Die nackten Zahlen: In Baden-Württemberg schrumpfte die Wirtschaftsleistung im ersten Halbjahr um 7,7 Prozent, in Bayern um 7 Prozent – beides schlechtere Werte als der Bundesschnitt (minus 6,6 Prozent). Und in Sachen Kurzarbeit lagen Bayern und Baden-Württemberg im August nach Schätzung des Münchner Ifo-Instituts bundesweit auf Platz eins und zwei. Nirgendwo anders war der Anteil betroffener Arbeitnehmer höher.

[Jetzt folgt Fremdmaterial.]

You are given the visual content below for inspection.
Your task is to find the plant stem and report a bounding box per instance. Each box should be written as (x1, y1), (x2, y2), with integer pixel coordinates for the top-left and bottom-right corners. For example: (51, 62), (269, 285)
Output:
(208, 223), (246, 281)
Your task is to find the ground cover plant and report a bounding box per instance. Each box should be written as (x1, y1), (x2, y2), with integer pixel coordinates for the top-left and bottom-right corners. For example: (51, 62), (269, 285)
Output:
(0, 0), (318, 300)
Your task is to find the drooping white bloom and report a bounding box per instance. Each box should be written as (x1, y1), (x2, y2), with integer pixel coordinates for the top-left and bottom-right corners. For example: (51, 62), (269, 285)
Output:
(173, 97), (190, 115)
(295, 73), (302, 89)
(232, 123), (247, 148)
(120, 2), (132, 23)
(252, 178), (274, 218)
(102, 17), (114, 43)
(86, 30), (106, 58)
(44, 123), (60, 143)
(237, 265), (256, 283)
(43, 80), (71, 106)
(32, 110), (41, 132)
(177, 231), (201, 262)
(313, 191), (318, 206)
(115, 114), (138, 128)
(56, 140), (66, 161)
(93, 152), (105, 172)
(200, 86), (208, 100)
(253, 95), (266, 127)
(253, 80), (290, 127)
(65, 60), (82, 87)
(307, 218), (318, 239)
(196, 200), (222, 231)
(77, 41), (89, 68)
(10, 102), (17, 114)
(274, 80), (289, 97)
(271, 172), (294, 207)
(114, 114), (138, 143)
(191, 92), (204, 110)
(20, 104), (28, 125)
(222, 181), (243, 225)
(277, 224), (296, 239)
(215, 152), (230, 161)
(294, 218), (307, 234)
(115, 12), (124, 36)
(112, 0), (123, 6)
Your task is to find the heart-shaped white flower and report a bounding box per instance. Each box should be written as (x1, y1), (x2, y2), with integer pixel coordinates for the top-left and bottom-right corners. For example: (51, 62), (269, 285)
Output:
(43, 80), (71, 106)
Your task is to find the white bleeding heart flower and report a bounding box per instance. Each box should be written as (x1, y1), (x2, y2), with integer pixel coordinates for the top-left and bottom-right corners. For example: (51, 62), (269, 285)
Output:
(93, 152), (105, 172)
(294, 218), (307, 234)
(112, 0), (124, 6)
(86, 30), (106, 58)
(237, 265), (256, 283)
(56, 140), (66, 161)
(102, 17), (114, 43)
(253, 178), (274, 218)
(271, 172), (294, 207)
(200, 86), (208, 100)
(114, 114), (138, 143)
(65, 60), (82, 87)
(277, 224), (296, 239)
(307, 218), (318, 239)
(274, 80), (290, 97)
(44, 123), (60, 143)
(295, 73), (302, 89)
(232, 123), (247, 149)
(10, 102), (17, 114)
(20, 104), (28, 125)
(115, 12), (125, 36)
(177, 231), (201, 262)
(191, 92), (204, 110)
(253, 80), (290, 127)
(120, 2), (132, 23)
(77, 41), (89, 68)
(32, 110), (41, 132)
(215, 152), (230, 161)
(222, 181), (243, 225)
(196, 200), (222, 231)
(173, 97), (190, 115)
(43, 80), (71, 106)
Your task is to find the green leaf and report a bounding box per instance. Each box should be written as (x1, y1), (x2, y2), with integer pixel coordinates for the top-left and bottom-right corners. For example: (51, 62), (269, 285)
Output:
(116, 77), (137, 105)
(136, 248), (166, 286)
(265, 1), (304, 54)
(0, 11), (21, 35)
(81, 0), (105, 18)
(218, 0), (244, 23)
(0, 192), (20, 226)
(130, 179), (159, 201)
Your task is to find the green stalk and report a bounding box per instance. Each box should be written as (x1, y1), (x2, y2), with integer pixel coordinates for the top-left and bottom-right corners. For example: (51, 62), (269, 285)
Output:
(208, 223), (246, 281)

Das Wohl und Wehe der Süd-Industrie hängt an den Exporten. "Die Wirtschaftsstärke ist da Fluch und Segen zugleich: In diesen Bereichen schlägt eine Krise viel stärker durch als im Dienstleistungssektor, der das leichter verkraften kann", sagt Achim Wambach, der Chef des Wirtschaftsforschungsinstituts ZEW in Mannheim. "Wenn Lieferketten unterbrochen sind, betrifft das den Dienstleistungssektor weniger als das verarbeitende Gewerbe." Schon in der Finanzkrise 2008/09 sei Baden-Württemberg überdurchschnittlich getroffen worden. "Umgekehrt ist die Produktion danach aber auch schnell wieder hochgefahren."
Im Gegensatz zu vielen Regionen Europas ist in Süddeutschland die Rolle des verarbeitenden Gewerbes seither sogar gewachsen. Allein in Bayern baute die Metall- und Elektroindustrie (M+E) nach Zahlen der Branchenverbände bayme und vbm von 2010 bis 2019 über 160.000 neue Arbeitsplätze auf. "Wir haben in Bayern und Baden-Württemberg sehr exportabhängige Industrien, insbesondere eine starke Abhängigkeit vom Automobilsektor", sagt Jürgen Michels, Chefvolkswirt der BayernLB. "Das macht es jetzt schwerer, schnell wieder zu alter Stärke zurückzufinden."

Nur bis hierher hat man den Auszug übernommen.